Diretrizes de quem manda (ou pensa mandar)


by Ernest Haas


Em nome da defesa intransigente de Israel em se defender (“Estaremos sempre ao lado de Israel contra ameaças à sua segurança”) o que seja necessário para a manutenção do status quo, o controle das ações econômicas, políticas e como bem vemos, jurídicas, será feito. Seguindo essa ordem natural do big stick, o governo Biden se insurge contra a decisão do Tribunal Penal Internacional em emitir mandados de prisão para líderes israelenses, como o premiê Benjamin Netanyahu ("Esse pedido de prisão é ultrajante"). O que não significa dizer que o o mandado de prisão emitido contra Putin seja questionado ou levantado. Dessa maneira, o massacre contra a população palestina segue seu curso, com toda a liberdade.

Chega-se a altura em que o povo argentino começa a passar fome. Os dados de fins de março (Indec) apontam que a pobreza alcançou 41,7% da população argentina e nada parece indicar que esse índice irá estacionar ou refluir. O dado mais grave, 12,3% das pessoas vivem abaixo da linha de pobreza, ou seja, um quarto da população total do país.

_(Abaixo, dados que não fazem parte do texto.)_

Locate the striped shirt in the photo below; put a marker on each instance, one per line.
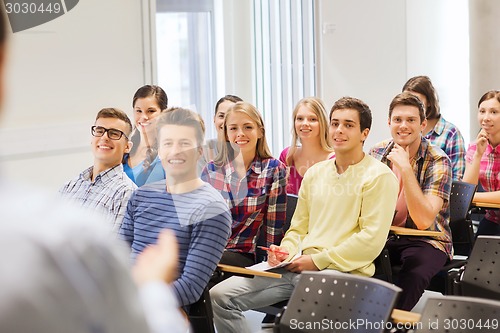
(489, 174)
(108, 193)
(201, 222)
(432, 168)
(257, 200)
(446, 136)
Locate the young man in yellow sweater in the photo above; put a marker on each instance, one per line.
(341, 221)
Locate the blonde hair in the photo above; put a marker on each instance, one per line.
(226, 152)
(316, 106)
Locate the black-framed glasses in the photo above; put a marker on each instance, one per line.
(113, 133)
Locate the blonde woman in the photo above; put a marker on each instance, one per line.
(252, 182)
(309, 141)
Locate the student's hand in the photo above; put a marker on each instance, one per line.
(158, 262)
(400, 157)
(481, 143)
(302, 263)
(274, 258)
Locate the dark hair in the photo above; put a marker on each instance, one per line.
(364, 112)
(182, 117)
(151, 90)
(116, 114)
(489, 95)
(423, 85)
(407, 98)
(162, 100)
(231, 98)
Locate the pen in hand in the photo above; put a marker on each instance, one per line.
(271, 250)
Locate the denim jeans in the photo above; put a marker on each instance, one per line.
(233, 296)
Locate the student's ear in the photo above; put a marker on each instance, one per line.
(128, 147)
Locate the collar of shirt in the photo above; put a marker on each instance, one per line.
(438, 128)
(424, 143)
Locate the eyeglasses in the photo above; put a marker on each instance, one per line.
(113, 133)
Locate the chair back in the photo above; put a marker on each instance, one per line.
(330, 300)
(291, 203)
(462, 231)
(459, 314)
(482, 273)
(201, 316)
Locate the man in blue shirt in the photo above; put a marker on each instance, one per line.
(182, 202)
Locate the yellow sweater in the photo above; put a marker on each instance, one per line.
(343, 220)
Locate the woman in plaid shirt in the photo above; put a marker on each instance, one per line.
(252, 182)
(483, 160)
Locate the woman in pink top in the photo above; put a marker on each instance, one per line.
(309, 141)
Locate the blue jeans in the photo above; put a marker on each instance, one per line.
(233, 296)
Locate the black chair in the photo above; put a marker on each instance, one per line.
(462, 234)
(481, 276)
(333, 299)
(459, 314)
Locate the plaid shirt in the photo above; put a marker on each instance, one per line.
(489, 173)
(257, 200)
(109, 192)
(446, 136)
(433, 171)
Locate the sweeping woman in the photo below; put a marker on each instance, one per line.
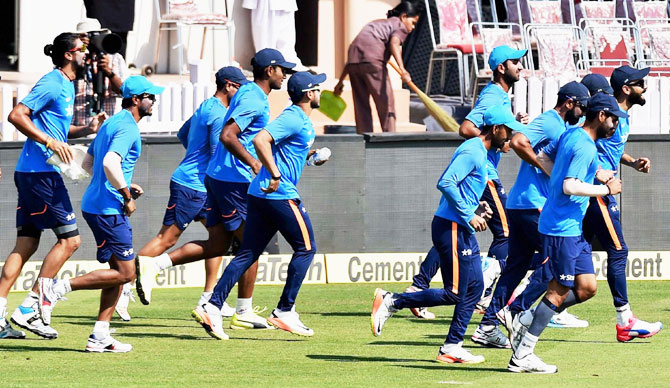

O neoliberalismo libertário, responsável pela escalada do alastramento do estado de indigência, da alta dos preços, do desemprego, do corte de verbas aos centros de acolhimento, à saúde e à educação pública, à cultura, age livremente, como postula suas diretrizes ideológicas, sem oposição do poder econômico, ou das nações industriais do hemisfério norte. Milei circula em mais um passeio turístico pelos Estados Unidos, e em discurso recente, o Estado não vai interferir no quadro de fome que grassa pelo país, em bom castelhano, "Ante la supuesta decisión de los ciudadanos de no ingerir alimentos y, por lo tanto, morir de hambre, los gobiernos no tienen que intervenir en el mercado", e mais adiante, "Algo van a hacer para no morirse". E assim, sua política de "dane-se o povo" segue sem percalços, ainda forte e sem obstáculos.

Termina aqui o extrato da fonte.